MentisOculi: Revealing the Limits of Reasoning with Mental Imagery
Jana Zeller, Thadd\"aus Wiedemer, Fanfei Li, Thomas Klein, Prasanna Mayilvahanan, Matthias Bethge, Felix Wichmann, Ryan Cotterell, Wieland Brendel

TL;DR
MentisOculi introduces a comprehensive suite to evaluate the reasoning capabilities of multimodal models using visualizations, revealing current limitations in leveraging mental imagery for improved reasoning.
Contribution
This work develops a novel evaluation framework, MentisOculi, to systematically analyze the use of visualizations in model reasoning, highlighting key limitations in current models.
Findings
Visual strategies generally do not improve performance.
UMMs suffer from errors and do not leverage ground-truth visuals.
Visual thoughts currently do not benefit model reasoning.
Abstract
Frontier models are transitioning from multimodal large language models (MLLMs) that merely ingest visual information to unified multimodal models (UMMs) capable of native interleaved generation.
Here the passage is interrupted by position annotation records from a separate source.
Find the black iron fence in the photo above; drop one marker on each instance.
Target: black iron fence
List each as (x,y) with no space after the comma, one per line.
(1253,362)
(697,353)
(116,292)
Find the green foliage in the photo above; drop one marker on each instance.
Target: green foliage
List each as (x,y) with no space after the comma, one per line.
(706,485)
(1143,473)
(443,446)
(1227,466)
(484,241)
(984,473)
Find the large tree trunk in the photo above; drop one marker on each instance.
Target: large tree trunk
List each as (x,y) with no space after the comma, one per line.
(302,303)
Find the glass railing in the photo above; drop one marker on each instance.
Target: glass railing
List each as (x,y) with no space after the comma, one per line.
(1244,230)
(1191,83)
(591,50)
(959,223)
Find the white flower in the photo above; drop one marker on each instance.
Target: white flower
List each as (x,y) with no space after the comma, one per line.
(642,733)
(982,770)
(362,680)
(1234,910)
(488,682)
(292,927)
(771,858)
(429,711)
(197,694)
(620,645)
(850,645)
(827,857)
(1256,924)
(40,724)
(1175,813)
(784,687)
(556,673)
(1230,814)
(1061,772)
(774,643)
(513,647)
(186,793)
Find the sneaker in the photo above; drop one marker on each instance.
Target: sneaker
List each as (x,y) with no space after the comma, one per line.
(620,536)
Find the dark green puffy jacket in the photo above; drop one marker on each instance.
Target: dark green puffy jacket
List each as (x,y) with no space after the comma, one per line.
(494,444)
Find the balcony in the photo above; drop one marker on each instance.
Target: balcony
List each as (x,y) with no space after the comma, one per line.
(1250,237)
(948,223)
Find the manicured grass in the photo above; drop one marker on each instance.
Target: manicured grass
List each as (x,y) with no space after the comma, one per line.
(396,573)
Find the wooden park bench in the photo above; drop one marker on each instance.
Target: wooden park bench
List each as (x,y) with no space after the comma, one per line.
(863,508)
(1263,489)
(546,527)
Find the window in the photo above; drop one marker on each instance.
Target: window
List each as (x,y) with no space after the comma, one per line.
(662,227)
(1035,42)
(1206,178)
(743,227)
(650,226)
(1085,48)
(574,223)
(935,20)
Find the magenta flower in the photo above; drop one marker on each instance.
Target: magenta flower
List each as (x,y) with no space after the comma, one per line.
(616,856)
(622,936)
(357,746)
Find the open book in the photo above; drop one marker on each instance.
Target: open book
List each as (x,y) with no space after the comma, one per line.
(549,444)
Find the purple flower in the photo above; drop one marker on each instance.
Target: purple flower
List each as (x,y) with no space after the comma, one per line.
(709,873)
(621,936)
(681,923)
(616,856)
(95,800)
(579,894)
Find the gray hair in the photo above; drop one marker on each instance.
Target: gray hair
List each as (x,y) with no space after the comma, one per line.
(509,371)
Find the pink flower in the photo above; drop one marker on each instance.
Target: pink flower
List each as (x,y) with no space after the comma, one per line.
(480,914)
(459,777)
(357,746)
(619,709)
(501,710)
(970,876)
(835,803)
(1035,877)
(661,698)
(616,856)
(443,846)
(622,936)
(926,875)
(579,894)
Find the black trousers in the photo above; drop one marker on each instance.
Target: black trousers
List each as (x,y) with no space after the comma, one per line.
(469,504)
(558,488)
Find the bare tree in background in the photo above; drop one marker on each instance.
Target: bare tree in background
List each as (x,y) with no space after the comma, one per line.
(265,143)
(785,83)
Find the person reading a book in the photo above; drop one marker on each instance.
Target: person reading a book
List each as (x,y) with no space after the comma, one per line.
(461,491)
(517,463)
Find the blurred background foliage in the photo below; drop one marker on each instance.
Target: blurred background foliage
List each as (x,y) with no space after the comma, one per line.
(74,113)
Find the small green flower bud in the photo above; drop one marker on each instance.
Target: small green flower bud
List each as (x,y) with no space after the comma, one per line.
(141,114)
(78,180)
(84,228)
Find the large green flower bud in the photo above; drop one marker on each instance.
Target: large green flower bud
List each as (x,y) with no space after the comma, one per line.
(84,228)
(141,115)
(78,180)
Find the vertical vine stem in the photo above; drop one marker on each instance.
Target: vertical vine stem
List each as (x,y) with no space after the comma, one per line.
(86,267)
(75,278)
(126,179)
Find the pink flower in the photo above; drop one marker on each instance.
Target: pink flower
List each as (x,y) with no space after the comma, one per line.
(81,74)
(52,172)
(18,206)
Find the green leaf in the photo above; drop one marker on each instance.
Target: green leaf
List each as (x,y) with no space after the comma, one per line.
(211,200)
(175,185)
This shift has sparked interest in using intermediate visualizations as a reasoning aid, akin to human mental imagery. Central to this idea is the ability to form, maintain, and manipulate visual representations in a goal-oriented manner. To evaluate and probe this capability, we develop MentisOculi, a procedural, stratified suite of multi-step reasoning problems amenable to visual solution, tuned to challenge frontier models. Evaluating visual strategies ranging from latent tokens to explicit generated imagery, we find they generally fail to improve performance. Analysis of UMMs specifically exposes a critical limitation: While they possess the textual reasoning capacity to solve a task and…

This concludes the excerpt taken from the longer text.